どんなシステムにも、個人の経験に差が出るのは当然のことです。電話の繋がりにくさは、前述したように、時間帯、曜日、オペレーターの増減、さらには個人の電話のかけ方(何度もかけ直すか、粘り強く待つか)など、様々な要因によって左右されます。
しかし、SNSで多くの人が同様の不満を表明しているということは、単なる個人の経験のばらつきを超えた、システム的な問題が存在する可能性が高いことを意味します。統計学的に言えば、これは「偶然の範囲」を超えている、つまり「統計的に有意な差」がある、と解釈できるでしょう。
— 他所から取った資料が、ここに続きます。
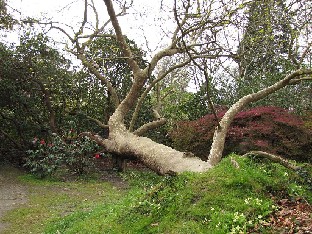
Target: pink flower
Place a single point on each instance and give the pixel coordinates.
(35, 140)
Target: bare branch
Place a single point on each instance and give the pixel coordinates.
(120, 37)
(98, 122)
(149, 88)
(274, 158)
(149, 126)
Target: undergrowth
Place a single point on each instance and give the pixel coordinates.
(225, 199)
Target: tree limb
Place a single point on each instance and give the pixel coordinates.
(149, 126)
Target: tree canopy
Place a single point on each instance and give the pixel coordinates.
(237, 52)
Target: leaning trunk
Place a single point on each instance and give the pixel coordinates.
(158, 157)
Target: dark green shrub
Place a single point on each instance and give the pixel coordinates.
(270, 129)
(75, 155)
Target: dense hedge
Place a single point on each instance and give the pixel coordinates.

紅葉(@TaleAsmr25878)氏の「退会専用ページから連絡するとすぐ繋がるが、検索で出にくく、連絡すると引き止められることもある」という補足も、企業が解約を抑制するために、意図的に情報へのアクセスを悪くしたり、引き止め策を講じたりしていることを示唆しています。これらの施策も、顧客体験を損なう要因となり得ます。
●まとめ:消費者の賢さと企業の倫理観
進研ゼミの解約騒動は、単なる「電話が繋がらない」という事象を超え、私たちの心理、経済活動、そして法的な枠組みまでをも浮き彫りにしました。
心理学的には、現状維持バイアスや無力感が、解約への抵抗感や不満を増幅させます。経済学的には、企業は顧客生涯価値を最大化したい一方で、解約コストの設定には倫理的な配慮が必要です。統計学的には、「混み具合」という言葉の裏に隠された意図や、偶然性、そしてシステム的な問題が存在します。
「裏技」の共有は、情報化社会における消費者の賢さ、そして困難を乗り越えようとする人間の本能を示しています。しかし、企業側には、法規制を遵守し、消費者が安心してサービスを享受し、また、必要であれば容易に解約できるような、透明性の高い運営が求められています。
もしあなたが、同様の状況に直面したら、まず冷静に状況を分析し、利用できる情報(SNSでの体験談や、法的な情報)を収集することをお勧めします。そして、正規のルートで解決しない場合は、今回共有されたような「別の窓口」を試してみるのも一つの手かもしれません。しかし、忘れてはならないのは、根本的な問題は、企業側の対応にあるということです。
この騒動が、企業側のサービス改善、そしてより公正な消費者契約の実現につながることを願ってやみません。私たち消費者も、自らの権利を理解し、賢く行動していくことが大切です。